Hi Benjamin,
Thank you for your nice comment. Sadly no, I don't remember what happened on the battlefield after I died, but it is comforting to know that souls get reunited.
I've been very surprised by how you easily managed to detach yourself from your previous identity. For now, I cannot. My war memories are too vivid and I struggle every day and night with violent images of death and horror. I keep having new memories of weapons, vehicles, details ,etc...that I retrieve online, print out and class in a file to make order in my mind.
I also struggle with the guilt of having killed so many soldiers in the most horrific ways possible. I try to tell myself that I am a different person today, but it hardly works. I think it's because I still identify to him a lot, and keep saying "I", when I talk about this soldier. Because he's still a part of me and always will.
However, I think that someday, I will manage to detach myself from this identity like you did with the Waffen SS officer. It will take time, As I discovered my PL only two months ago.
Hello!
I will try to answer all the points you raised, and overall give you a message of hope!
To give you more perspective, on my side, I have been going through these memories for quite some time, and found his name about a year ago.
As to how easily I managed to detach myself from this previous identity, I think that:
1. I have meditated a lot on it, and got to a pretty good understanding of who he was, who I am now, and the relation we have. I understand that these war memories are extremely violent, and to be honest for me too they haven't disappeared, far from it. However, it is now part of a larger experience in my life, because it is not all about the war and the suffering.
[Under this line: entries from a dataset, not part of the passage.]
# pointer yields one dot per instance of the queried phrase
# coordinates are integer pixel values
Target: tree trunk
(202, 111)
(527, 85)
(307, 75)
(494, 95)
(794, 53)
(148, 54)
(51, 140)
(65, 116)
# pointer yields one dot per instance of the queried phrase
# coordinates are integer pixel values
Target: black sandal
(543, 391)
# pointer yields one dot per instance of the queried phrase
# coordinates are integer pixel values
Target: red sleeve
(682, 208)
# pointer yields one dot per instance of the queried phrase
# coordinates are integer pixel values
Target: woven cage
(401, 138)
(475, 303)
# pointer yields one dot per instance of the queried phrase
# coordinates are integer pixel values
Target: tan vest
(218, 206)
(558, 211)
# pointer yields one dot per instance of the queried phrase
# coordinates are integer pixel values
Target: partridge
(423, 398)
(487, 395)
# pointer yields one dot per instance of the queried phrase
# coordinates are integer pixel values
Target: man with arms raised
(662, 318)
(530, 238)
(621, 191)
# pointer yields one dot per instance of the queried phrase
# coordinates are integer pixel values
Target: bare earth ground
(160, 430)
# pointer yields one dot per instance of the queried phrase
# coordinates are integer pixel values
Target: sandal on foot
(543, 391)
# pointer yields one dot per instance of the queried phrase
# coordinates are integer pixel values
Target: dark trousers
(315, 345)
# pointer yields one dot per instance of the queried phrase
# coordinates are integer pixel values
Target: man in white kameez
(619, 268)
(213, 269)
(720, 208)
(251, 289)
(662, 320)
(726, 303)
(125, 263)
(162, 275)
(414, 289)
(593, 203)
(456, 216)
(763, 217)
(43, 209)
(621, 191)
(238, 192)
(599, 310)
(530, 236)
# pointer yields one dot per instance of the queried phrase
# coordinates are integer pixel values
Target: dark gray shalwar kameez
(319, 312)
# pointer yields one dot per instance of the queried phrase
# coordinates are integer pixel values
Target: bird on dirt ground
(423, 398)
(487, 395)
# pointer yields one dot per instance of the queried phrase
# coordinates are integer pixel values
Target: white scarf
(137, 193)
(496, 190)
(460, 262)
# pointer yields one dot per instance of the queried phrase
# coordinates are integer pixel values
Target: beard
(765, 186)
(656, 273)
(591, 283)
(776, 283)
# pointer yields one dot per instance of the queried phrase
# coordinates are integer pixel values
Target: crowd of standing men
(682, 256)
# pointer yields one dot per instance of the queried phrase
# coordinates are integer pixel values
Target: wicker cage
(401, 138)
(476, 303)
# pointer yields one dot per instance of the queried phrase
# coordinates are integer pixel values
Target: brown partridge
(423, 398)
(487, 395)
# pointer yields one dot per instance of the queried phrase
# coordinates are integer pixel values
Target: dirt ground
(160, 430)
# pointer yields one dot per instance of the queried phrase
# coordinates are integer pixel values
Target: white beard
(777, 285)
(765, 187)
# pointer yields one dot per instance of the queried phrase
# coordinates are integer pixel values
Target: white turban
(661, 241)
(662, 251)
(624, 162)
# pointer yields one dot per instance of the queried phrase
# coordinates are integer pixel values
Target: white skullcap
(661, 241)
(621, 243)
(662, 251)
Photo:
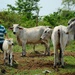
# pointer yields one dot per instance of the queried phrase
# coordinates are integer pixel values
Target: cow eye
(45, 31)
(17, 27)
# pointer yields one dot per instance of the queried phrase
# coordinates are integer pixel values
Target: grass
(69, 60)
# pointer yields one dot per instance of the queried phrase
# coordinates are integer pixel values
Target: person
(3, 35)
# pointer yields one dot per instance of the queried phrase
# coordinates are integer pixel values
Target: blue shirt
(2, 32)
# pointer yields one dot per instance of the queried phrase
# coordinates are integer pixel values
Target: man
(2, 33)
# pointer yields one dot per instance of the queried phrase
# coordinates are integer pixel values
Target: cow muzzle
(14, 32)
Whenever I see or feel anything from this past, which still occurs quite regularly, I always put it in perspective, along with the very positive things I have gained from it
2. I strongly believe that I remembered because of unresolved issues. I don't claim that everyone's case is the same, far from it, but I have a feeling that, on my path, I had to talk to his relatives and just tell them some things. When we were together for the first time (me and his grandson, who's a truely great guy), I told them many things that I didn't know before. It was like I had, inside me, things I wasn't aware of but who were there and were waiting to be said. Once I did "resolve" this, it's like a HUGE load was taken of my back, and it's been lifechanging for me!
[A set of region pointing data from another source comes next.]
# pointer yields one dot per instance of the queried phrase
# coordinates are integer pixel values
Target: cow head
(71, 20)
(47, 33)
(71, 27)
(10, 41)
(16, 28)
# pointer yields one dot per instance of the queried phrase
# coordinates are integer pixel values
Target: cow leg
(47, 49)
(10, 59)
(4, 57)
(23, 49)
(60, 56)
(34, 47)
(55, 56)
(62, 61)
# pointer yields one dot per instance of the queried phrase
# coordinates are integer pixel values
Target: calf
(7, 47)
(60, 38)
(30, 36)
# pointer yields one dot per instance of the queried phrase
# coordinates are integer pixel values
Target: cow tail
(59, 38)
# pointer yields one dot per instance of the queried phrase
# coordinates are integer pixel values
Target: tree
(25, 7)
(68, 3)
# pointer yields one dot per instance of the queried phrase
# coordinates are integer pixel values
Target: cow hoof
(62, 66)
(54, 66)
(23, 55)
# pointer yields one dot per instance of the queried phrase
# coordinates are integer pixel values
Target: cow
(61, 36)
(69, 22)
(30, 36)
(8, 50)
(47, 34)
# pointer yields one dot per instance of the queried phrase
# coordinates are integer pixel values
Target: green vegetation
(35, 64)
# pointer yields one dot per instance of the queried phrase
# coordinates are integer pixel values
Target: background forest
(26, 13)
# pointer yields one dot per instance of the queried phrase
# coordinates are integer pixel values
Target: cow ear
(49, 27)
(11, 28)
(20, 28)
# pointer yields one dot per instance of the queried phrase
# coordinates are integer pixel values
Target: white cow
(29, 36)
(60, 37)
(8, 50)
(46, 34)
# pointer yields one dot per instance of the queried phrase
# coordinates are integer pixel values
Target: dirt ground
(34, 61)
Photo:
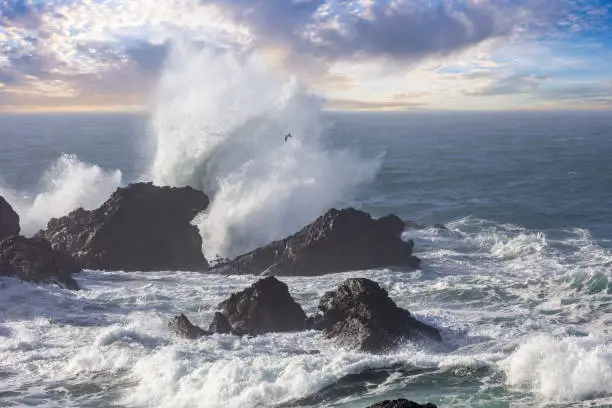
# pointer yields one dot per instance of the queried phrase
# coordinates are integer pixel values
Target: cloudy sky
(363, 54)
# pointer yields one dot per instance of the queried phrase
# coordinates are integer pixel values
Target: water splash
(219, 124)
(65, 186)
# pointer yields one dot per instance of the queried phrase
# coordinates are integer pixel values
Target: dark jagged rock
(401, 403)
(264, 307)
(9, 220)
(181, 326)
(139, 228)
(360, 314)
(412, 225)
(33, 260)
(220, 324)
(338, 241)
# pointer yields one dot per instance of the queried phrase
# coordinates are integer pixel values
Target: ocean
(520, 282)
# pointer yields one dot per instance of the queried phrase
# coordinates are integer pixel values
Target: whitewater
(519, 283)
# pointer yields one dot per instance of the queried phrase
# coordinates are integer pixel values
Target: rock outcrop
(401, 403)
(338, 241)
(220, 324)
(181, 326)
(139, 228)
(33, 260)
(9, 220)
(264, 307)
(361, 315)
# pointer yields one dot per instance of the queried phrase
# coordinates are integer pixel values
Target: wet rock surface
(338, 241)
(401, 403)
(181, 326)
(264, 307)
(33, 260)
(9, 220)
(361, 315)
(139, 228)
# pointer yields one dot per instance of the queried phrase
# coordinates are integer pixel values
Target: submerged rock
(338, 241)
(9, 220)
(360, 314)
(408, 225)
(264, 307)
(182, 327)
(139, 228)
(220, 324)
(401, 403)
(33, 260)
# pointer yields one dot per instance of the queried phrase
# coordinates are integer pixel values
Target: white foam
(219, 125)
(68, 184)
(561, 369)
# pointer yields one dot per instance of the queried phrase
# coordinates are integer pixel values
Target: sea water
(519, 283)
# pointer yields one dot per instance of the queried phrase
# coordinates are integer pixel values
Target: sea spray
(68, 184)
(219, 124)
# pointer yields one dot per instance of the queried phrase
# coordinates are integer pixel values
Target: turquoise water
(520, 283)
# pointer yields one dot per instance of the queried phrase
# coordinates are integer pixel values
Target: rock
(139, 228)
(360, 314)
(33, 260)
(181, 326)
(220, 324)
(9, 220)
(264, 307)
(401, 403)
(338, 241)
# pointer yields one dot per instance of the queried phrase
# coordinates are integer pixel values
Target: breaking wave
(219, 126)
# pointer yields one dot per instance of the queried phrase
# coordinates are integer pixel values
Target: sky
(360, 55)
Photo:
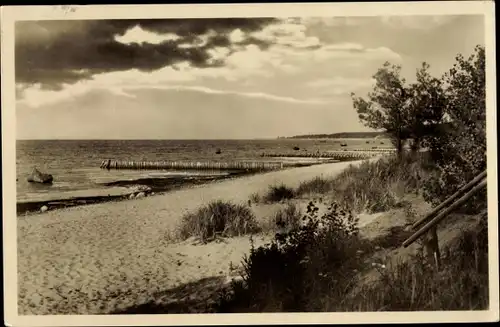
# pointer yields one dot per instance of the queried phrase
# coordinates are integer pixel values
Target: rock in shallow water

3. Time has passed. Surfing on a positive wave after undergoing this fantastic research, I actually made things in my current life that make me super happy. I am surrounded by people I love, I live an interesting life that is at the opposite of what I remembered from the previous experience, and I don't feel like I have "bad karma" or any punishment associated. Now these sad memories don't drag me down anymore, and it will be the same for you in a not-so-far future.
Time is your ally, and don't forget to live your life! Every step you take, in the right direction, will lead you further away from this sad past.
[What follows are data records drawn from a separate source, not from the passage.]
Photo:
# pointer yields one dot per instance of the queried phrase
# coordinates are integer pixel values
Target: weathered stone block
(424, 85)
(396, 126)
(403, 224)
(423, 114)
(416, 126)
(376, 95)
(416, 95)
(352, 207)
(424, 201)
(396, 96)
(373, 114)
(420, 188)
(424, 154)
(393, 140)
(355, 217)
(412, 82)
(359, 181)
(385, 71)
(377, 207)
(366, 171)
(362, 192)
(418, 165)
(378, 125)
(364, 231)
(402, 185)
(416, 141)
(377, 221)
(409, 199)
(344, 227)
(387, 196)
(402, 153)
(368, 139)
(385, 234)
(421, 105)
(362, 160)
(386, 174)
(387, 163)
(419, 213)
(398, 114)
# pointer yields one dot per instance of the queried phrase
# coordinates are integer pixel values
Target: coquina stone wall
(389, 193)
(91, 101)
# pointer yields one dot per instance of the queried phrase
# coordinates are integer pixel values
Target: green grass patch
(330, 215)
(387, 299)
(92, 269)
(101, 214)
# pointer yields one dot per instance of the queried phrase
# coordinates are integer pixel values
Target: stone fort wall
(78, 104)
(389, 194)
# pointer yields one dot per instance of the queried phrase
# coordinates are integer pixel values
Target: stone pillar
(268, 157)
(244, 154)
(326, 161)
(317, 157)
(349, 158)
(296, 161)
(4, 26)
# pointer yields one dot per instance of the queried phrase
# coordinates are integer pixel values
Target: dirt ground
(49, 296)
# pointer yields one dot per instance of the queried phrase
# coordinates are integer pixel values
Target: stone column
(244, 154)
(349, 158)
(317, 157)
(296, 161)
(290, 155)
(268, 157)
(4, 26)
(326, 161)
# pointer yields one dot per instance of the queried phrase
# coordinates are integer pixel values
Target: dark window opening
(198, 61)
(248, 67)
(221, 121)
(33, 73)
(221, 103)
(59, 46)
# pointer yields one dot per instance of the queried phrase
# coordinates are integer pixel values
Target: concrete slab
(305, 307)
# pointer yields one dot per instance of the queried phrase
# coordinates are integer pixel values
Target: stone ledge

I think it's a blessing, to be honest. We, for reason we do not yet remember, seem to remember a sad end (and imagine how many millions souls went through the same violent end), and we were allowed to do so - I don't think it's random or here to make you suffer more.
So remember that you received this gift, however hard it is to handle, to make you grow. I am sure it will make your life more rich in teachings, it will make you see a lot of beauty in this world, and in a few months or years, here you will come to tell you story and how it brought you peace.
You were given this peace, it's right there inside you, buried in memories of blood and death, but it's here. I pray that you will walk the path to finding it!
And a small note regarding your health: if, like me, in the darkest moments, you forgot to take good care of your body balance, I would suggest to learn more about diet and balance as it has greatly helped me rebuild a very strong morale. Don't forget that, aside from your mind, you have a body that you need to take good care of, it's your vessel in this life, and the more healthy you are in your body, the less you will suffer from anxiety or (like I experienced) depression related to the horror you remember.
Hope it helped!
PS: if you live around Paris, I know a very good clinical psychologist who remembers dying in the trenches of WW2. He's a great person, a great therapist and has plenty of experience to lead you towards Peace (he was instrumental in my recovery).